Now, we have the system of equations:

-5x + y = -18 ...(Equation 1)
-10x + 2y = -36 ...(Equation 3)

Adding Equation 1 and Equation 3, we can eliminate y:

(-5x + y) + (-10x + 2y) = -18 + (-36)
-15x = -54
x = -54 / -15
x = 3.6

Now substitute the value of x = 3.6 into Equation 1 to find y:

-5(3.6) + y = -18
-18 + y = -18
y = -18 + 18
y = 0

Therefore, the solution to the system of equations is (x, y) = (3.6, 0).

how many solutions does -5x +y=-18 and 10x -2y=36 have

To determine the number of solutions for the system of equations:

-5x + y = -18 ...(Equation 1)
10x - 2y = 36 ...(Equation 2)

We can rewrite Equation 1 as y = 5x - 18 by moving the -5x term to the other side.

The slope of Equation 1 is 5, and the slope of Equation 2 is 10/2 = 5 as well. This means that the two lines are parallel and will never intersect.

Since the lines are parallel and will never intersect, the system of equations has no common solution. Therefore, the system has no solutions.

ight ty

You're welcome! If you have any more questions, feel free to ask.

How many solutions does the system of equations have? 6x+2y=−18 3x+y=24 (1 point)

To determine the number of solutions for the system of equations:

6x + 2y = -18 ...(Equation 1)
3x + y = 24 ...(Equation 2)

We can rewrite Equation 1 as y = -3x - 9 by dividing both sides by 2.

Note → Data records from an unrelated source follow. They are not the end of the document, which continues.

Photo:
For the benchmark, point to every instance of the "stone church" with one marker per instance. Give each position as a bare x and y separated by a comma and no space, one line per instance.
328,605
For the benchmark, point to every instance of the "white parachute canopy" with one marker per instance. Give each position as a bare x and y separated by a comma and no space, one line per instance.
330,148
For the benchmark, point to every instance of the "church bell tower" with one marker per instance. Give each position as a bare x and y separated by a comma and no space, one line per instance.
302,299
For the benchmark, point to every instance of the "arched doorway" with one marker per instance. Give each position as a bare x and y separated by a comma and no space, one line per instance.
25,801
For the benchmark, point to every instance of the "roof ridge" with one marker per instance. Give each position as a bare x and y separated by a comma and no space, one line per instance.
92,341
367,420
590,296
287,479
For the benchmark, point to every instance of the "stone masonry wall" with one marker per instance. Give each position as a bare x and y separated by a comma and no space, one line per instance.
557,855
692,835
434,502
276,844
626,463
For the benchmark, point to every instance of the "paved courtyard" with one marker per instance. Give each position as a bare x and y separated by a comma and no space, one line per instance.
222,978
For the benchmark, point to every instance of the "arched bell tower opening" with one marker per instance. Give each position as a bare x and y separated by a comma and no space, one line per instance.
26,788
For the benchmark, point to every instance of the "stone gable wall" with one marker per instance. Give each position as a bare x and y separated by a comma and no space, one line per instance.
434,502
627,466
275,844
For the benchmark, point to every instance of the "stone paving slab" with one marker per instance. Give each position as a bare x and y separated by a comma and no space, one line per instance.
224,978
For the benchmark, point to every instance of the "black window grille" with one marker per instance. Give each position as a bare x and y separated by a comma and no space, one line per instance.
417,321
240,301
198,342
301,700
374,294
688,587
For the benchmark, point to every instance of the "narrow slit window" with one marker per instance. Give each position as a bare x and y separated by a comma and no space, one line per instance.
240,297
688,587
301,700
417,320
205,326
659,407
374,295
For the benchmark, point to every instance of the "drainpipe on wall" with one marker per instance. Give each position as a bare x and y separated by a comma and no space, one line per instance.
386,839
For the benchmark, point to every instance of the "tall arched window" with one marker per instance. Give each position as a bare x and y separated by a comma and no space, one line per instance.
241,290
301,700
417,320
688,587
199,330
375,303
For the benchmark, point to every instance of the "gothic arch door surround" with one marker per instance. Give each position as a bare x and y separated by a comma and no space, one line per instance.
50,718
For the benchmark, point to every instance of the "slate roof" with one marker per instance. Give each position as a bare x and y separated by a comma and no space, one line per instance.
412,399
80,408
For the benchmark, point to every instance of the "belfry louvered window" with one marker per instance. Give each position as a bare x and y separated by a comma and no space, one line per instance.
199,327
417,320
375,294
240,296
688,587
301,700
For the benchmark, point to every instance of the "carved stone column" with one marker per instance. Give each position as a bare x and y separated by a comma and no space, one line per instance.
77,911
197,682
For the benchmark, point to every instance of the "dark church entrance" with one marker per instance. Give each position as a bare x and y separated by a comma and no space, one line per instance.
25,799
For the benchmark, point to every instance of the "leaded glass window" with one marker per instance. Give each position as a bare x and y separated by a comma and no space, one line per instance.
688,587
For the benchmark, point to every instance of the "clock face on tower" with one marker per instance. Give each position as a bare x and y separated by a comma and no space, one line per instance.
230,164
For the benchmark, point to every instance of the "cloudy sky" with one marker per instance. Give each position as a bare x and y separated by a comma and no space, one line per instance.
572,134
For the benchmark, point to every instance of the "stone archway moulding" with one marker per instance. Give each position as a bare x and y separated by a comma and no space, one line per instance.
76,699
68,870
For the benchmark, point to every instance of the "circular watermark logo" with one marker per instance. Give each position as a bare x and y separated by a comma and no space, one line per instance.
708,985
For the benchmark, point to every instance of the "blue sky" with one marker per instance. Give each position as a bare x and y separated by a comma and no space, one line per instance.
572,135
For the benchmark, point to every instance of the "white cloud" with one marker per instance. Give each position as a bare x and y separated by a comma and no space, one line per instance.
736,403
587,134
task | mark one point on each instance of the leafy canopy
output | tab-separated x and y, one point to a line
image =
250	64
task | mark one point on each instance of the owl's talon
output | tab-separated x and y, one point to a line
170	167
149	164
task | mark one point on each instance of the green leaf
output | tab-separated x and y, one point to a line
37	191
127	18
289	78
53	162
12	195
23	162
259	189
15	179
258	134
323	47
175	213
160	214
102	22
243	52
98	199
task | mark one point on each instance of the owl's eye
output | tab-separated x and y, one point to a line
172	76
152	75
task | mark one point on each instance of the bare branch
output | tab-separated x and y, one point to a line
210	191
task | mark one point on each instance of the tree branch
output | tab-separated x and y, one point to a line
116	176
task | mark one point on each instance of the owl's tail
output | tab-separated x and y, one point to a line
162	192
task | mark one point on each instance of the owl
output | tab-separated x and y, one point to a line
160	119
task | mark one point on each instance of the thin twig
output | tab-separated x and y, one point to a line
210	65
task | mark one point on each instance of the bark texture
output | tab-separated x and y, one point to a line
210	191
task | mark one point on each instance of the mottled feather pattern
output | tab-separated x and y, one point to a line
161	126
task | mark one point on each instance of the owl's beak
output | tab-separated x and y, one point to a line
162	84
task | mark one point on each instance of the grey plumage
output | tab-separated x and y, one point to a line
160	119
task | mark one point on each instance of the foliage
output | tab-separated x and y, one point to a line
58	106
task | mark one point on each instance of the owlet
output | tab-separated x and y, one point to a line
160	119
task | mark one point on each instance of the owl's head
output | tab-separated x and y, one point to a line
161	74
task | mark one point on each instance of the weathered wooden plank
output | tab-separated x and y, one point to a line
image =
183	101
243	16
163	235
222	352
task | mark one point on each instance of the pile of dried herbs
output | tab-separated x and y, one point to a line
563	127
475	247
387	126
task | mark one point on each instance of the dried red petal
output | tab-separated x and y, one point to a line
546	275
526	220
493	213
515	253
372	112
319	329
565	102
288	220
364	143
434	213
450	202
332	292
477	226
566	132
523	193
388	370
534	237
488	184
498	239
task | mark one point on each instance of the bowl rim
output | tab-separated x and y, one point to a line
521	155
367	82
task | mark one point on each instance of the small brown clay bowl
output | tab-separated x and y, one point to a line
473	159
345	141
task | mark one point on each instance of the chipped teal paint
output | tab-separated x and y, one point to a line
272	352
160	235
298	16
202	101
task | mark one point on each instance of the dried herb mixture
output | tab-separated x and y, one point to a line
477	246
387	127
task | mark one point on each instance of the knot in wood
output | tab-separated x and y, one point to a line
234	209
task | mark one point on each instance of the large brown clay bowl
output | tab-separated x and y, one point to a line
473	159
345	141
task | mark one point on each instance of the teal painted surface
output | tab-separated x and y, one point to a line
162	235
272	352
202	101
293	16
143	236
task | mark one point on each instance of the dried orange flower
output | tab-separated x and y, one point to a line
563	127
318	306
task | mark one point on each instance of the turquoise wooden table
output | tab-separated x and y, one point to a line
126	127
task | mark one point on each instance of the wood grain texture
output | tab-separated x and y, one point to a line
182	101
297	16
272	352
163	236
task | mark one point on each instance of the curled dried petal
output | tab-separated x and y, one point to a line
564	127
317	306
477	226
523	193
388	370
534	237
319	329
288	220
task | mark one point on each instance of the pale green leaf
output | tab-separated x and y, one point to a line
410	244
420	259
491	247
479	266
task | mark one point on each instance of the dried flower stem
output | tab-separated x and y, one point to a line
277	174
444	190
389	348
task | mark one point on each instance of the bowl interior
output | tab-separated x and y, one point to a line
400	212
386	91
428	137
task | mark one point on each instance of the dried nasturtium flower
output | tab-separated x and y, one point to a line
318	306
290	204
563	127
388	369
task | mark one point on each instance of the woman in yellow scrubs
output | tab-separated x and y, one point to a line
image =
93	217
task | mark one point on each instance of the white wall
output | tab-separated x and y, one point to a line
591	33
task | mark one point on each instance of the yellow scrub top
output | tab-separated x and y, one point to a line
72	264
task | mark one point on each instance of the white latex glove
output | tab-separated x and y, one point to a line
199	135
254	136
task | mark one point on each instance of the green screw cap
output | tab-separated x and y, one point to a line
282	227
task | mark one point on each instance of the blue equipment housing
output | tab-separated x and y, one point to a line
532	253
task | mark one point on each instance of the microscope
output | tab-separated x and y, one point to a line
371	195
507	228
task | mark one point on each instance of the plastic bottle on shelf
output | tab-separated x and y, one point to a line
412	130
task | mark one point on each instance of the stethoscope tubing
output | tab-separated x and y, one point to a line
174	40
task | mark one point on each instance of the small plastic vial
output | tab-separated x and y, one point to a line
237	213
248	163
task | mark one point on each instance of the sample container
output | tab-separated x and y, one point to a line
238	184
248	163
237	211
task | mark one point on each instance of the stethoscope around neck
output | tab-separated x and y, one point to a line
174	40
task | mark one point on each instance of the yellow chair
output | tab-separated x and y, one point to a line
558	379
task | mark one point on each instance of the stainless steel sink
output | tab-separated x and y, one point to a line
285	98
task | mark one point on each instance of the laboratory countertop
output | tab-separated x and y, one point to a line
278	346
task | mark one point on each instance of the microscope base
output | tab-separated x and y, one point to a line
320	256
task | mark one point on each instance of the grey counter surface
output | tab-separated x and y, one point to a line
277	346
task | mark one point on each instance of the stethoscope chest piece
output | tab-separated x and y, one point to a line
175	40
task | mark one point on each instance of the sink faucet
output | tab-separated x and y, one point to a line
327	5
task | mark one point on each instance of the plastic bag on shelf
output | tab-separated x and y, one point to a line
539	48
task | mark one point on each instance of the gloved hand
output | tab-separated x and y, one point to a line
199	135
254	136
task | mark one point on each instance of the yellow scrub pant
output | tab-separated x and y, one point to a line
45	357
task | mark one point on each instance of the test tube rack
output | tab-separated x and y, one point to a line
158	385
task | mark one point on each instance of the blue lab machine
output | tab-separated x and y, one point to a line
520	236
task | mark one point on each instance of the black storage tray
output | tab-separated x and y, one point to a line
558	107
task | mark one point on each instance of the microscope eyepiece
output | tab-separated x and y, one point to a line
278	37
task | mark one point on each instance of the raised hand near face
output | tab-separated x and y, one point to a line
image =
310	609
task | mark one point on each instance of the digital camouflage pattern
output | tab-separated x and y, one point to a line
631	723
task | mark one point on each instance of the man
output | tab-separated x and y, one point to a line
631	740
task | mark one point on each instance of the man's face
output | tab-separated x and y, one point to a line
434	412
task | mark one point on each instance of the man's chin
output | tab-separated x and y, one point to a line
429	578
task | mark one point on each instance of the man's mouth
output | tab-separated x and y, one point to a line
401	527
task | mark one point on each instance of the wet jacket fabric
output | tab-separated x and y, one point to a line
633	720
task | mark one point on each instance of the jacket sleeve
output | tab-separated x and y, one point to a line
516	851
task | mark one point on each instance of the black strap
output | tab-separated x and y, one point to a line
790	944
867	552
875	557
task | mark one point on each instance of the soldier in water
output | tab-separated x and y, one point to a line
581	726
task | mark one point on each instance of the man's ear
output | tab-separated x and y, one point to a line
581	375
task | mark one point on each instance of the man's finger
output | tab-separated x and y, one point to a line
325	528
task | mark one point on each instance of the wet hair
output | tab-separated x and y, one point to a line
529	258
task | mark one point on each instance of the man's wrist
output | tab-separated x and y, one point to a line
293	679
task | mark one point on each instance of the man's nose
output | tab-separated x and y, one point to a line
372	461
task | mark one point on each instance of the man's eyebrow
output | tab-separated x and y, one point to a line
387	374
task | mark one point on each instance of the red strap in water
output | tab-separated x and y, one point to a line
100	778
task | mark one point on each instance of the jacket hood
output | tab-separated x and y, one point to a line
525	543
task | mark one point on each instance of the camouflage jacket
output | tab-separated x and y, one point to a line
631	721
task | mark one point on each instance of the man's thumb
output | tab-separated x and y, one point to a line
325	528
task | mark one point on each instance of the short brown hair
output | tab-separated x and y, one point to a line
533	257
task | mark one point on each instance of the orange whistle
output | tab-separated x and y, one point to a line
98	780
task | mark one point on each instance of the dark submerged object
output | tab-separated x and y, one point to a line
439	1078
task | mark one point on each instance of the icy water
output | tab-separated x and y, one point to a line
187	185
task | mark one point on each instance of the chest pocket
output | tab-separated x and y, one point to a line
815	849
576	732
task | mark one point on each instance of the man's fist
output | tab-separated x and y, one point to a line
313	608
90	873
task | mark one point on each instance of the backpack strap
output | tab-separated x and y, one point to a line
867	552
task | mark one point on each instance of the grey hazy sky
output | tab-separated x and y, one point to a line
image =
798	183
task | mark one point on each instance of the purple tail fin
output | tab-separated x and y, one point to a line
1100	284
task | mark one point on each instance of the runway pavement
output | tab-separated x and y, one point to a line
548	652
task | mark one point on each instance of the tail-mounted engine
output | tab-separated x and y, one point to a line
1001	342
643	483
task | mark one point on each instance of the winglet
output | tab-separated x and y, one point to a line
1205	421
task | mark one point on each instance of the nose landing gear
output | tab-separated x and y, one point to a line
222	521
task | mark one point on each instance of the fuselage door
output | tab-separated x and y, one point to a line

The slope of Equation 1 is -3, and the slope of Equation 2 is -3 as well. Additionally, the y-intercept of Equation 1 is -9, and the y-intercept of Equation 2 is 24.

Since the slopes are the same and the y-intercepts are different, the two lines are parallel and will never intersect.

Since the lines are parallel and will never intersect, the system of equations has no common solution. Therefore, the system has no solutions.